Research on behavioral response to warnings. When individuals and organizations respond to warnings, their behavior stems from the interaction of the type of message they receive, their confidence in the source, their knowledge of the risks they face, their fears for the safety of loved ones and possessions, and other factors. People may feel, for example, that the possibility of looters is more threatening than an approaching flood, although research shows that looting seldom occurs in community disasters.
Despite the body of knowledge from research on behavioral response to warnings, advanced studies are needed. A particular gap exists in understanding the response of people at manufacturing plants, offices, hotels, schools, sports stadia, and other places of public assembly. Many businesses are reluctant to close or let employees leave unless the threat is quite certain. The factors that move organizations to act on warnings need to be systematically ascertained.

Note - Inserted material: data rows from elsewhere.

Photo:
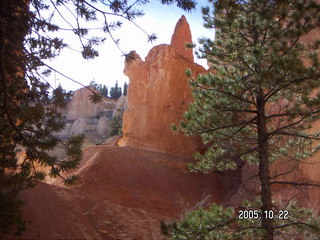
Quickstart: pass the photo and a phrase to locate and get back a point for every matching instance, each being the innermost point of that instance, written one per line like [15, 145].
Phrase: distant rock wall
[83, 116]
[159, 94]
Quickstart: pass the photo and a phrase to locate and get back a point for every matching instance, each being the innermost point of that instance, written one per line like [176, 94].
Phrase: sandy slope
[122, 193]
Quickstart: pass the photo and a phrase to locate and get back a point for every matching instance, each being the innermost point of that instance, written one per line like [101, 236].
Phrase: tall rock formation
[159, 94]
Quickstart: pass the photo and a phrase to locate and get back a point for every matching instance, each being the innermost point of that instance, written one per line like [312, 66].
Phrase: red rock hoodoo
[159, 94]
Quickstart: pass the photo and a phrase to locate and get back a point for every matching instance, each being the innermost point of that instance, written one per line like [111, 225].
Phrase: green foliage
[28, 116]
[116, 125]
[217, 222]
[259, 104]
[101, 88]
[115, 92]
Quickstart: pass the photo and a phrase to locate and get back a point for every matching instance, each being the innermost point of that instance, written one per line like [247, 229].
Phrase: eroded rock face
[159, 94]
[180, 37]
[81, 106]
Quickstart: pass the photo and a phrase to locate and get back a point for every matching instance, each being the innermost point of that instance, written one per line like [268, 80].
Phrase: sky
[108, 67]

In addition, perceptions of risk differ considerably among population sectors; cultural and economic factors appear to influence what individuals and organizations think they should do. Social research similar to that for nuclear and chemical hazards should be conducted on the risk perceptions of different segments of the U.S. population. With such information, warning messages could be tailored to particular groups.
Research on appropriate responses to warnings. What should individuals and organizations do to protect themselves and their property? Although considerable research has been conducted in this area, further study is needed. Is it always safer to evacuate than to stay at home when a hurricane threatens? How should the tourist population be considered in disaster planning? Should all businesses simultaneously release their employees, even when a massive increase in traffic will result? What are the special problems of warning and evacuating hospitals, prisons, nursing homes, dormitories, zoos, arenas and other places of public assembly, wilderness and other remote areas, large demonstrations, parades, and other holiday celebrations? The development of educational campaigns, models of organizational response, and warning message content would all be improved by a systematic study of these and related questions.

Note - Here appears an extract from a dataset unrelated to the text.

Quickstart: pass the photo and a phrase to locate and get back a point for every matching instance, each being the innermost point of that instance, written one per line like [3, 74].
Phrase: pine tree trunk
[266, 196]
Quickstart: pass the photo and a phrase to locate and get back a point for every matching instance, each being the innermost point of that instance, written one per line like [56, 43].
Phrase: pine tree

Warning messages need to elicit appropriate actions. But they do not always do so. To make warning messages more effective, further research is needed on typical responses to warnings and techniques for encouraging appropriate responses from individuals, households, organizations, and communities. This problem lends itself well to a progression from laboratory research to demonstration projects to large-scale comparative studies.

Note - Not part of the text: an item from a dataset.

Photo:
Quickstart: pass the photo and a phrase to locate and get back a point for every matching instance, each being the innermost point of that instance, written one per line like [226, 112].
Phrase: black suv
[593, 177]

Improving the transmission of warning messages. Communication follows many complex paths from the first monitoring of a threat to transmitting the warning to acting on that warning at homes, work, and schools. A better understanding of the multiple communication networks, which involve a variety of public and private organizations, is needed. How do they work? What affects the information flow? Which entities are given more credence and legitimacy? Where are the blocking or distorting points?
Cable television, which now reaches more than one half of the households in the country, improves the technological capability to reach those who need to be warned. But there remains the problem of reaching cable viewers who are tuned to distant stations. Studies are needed to ascertain the magnitude of the problem and its consequences, the implications for community disaster planning, and approaches to the issue of local warnings.